After getting his bachelor’s in physical education and working for three years as a journalist in southern China, Gao moved to the U.S. to pursue a PhD in kinesiology at Louisiana State University.
 
“When I was a graduate student at LSU, I worked primarily with schoolchildren, especially the children from low-income families. I noticed the obesity issue among this population,” Gao said.
 
After receiving his PhD, Gao took a faculty position at the University of Utah, where he began researching exergaming after a medical student suggested using Dance Dance Revolution in a local school.
 
They worked with the school’s staff and created an after-school program that used video games to promote physical activity in students.
 
They used a similar program for two years until Gao moved to Texas Tech University, where he replicated it at elementary schools there between 2012 and 2015.
 
“We expanded the program, including Wii program gaming and Xbox at three elementary schools,” Gao said about the schools in Texas.
 
Gao moved to Minnesota in 2012, joining the University’s kinesiology school.

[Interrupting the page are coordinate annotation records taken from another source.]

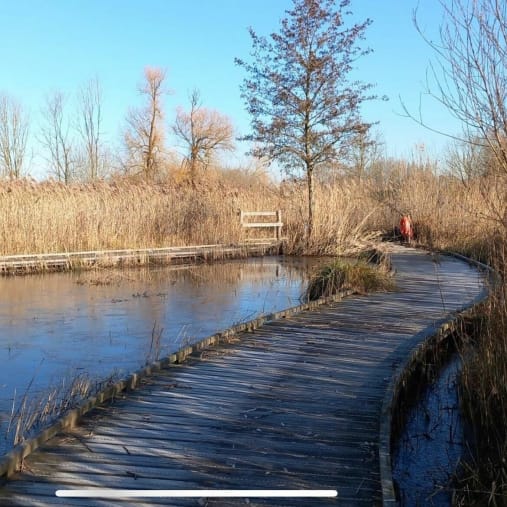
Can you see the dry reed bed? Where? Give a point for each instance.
(52, 217)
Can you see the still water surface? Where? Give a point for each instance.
(58, 325)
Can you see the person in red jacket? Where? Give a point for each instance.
(406, 228)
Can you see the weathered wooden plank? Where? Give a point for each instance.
(294, 404)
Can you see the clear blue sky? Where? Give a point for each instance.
(59, 45)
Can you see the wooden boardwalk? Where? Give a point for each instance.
(295, 404)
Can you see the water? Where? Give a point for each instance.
(431, 445)
(57, 325)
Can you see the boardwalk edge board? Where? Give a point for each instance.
(422, 342)
(12, 462)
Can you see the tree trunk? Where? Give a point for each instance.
(309, 230)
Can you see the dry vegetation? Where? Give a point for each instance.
(129, 213)
(349, 213)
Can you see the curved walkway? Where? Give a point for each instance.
(295, 404)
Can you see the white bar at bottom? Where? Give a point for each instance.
(197, 493)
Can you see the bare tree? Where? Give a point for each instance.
(55, 137)
(89, 125)
(144, 135)
(303, 107)
(469, 76)
(203, 133)
(14, 127)
(364, 153)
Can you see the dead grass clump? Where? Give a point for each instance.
(483, 395)
(360, 276)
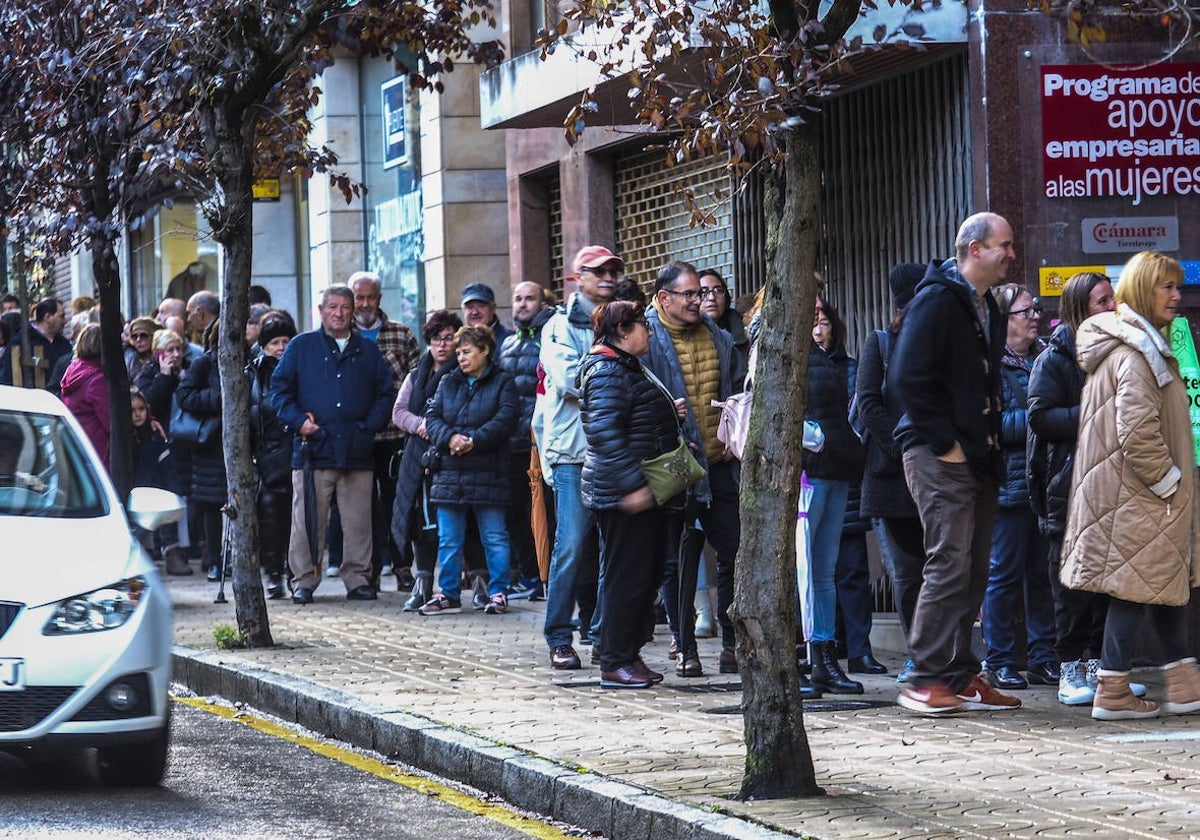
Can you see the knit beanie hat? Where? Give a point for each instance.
(903, 281)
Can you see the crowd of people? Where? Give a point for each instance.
(1043, 486)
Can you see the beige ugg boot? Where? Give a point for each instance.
(1115, 701)
(1182, 687)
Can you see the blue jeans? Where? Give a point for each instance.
(451, 535)
(573, 523)
(1018, 571)
(827, 514)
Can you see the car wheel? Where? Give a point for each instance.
(136, 765)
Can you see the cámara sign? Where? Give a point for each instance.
(1140, 233)
(1110, 131)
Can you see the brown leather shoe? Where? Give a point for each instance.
(688, 665)
(625, 677)
(563, 658)
(645, 670)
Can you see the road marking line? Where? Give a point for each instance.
(505, 816)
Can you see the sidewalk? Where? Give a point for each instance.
(346, 669)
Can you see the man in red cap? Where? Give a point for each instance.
(565, 339)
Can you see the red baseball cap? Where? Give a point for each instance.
(594, 256)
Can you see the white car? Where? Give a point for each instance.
(85, 630)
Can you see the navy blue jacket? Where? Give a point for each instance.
(1014, 388)
(628, 419)
(946, 372)
(1055, 387)
(519, 358)
(349, 394)
(486, 411)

He soon connected with an administrator from the Anne Sullivan Communication Center, a school in south Minneapolis. By February 2013, an exergaming lab had been established in the school.
 
Gao said he was initially drawn to this type of research after noticing the high obesity rate of children in the U.S. A third of children and two-thirds of adults are overweight,
which can be attributed to behavioral problems, Gao said.
 
“So how to motivate that and how to change the behavior is a critical issue for us, for the researchers,” Gao said. “Since I worked with the children in the DDR program, I realized this can be a very good channel [for] physical activity.”
 
Gao set up a second lab in the 2014 school year in north Minneapolis’ Loring Community School, which has around 420 elementary students.
 
“I think it’s a great concept. It gets the kids moving right away, and I also like the part where it’s not only fitness level but for their brains,” said Loring physical education
teacher Nancy Duwenhoegger. “They’re moving, so their brains are moving.”
 
Duwenhoegger, who has worked at the school for 16 years, said although the lab is not large enough to accommodate more than 12 students at a time, it works well for the younger classes and the special education classes.
 
“The kids are so used to playing video games that it’s just a natural fit for them,” said Duwenhoegger. “They don’t even realize that they’re moving, that they’re exercising.”
 
Thomas Stoffregen, a University of Minnesota professor of kinesiology and human movement science, does research similar to Gao’s.
 
“The real connection for me with Gao is that he’s using interactive Internet computer technology. There’s a methodological overlap,” said Stoffregen, who studies motion sickness and human-computer interaction.
 
Stoffregen said no one at the University was doing exergaming before Gao came to the school.
 
This study was made possible through a seed grant from the University’s Obesity Prevention Center. The $50,000 grant allowed Gao to work with families in a different study
last spring and in the current one this fall, but he said he wants to expand the project through a federal grant from the National Institutes of Health in 2016.
 
“Exergaming is fun in nature,” Gao said. “That fun component can motivate an individual to change their behavior.”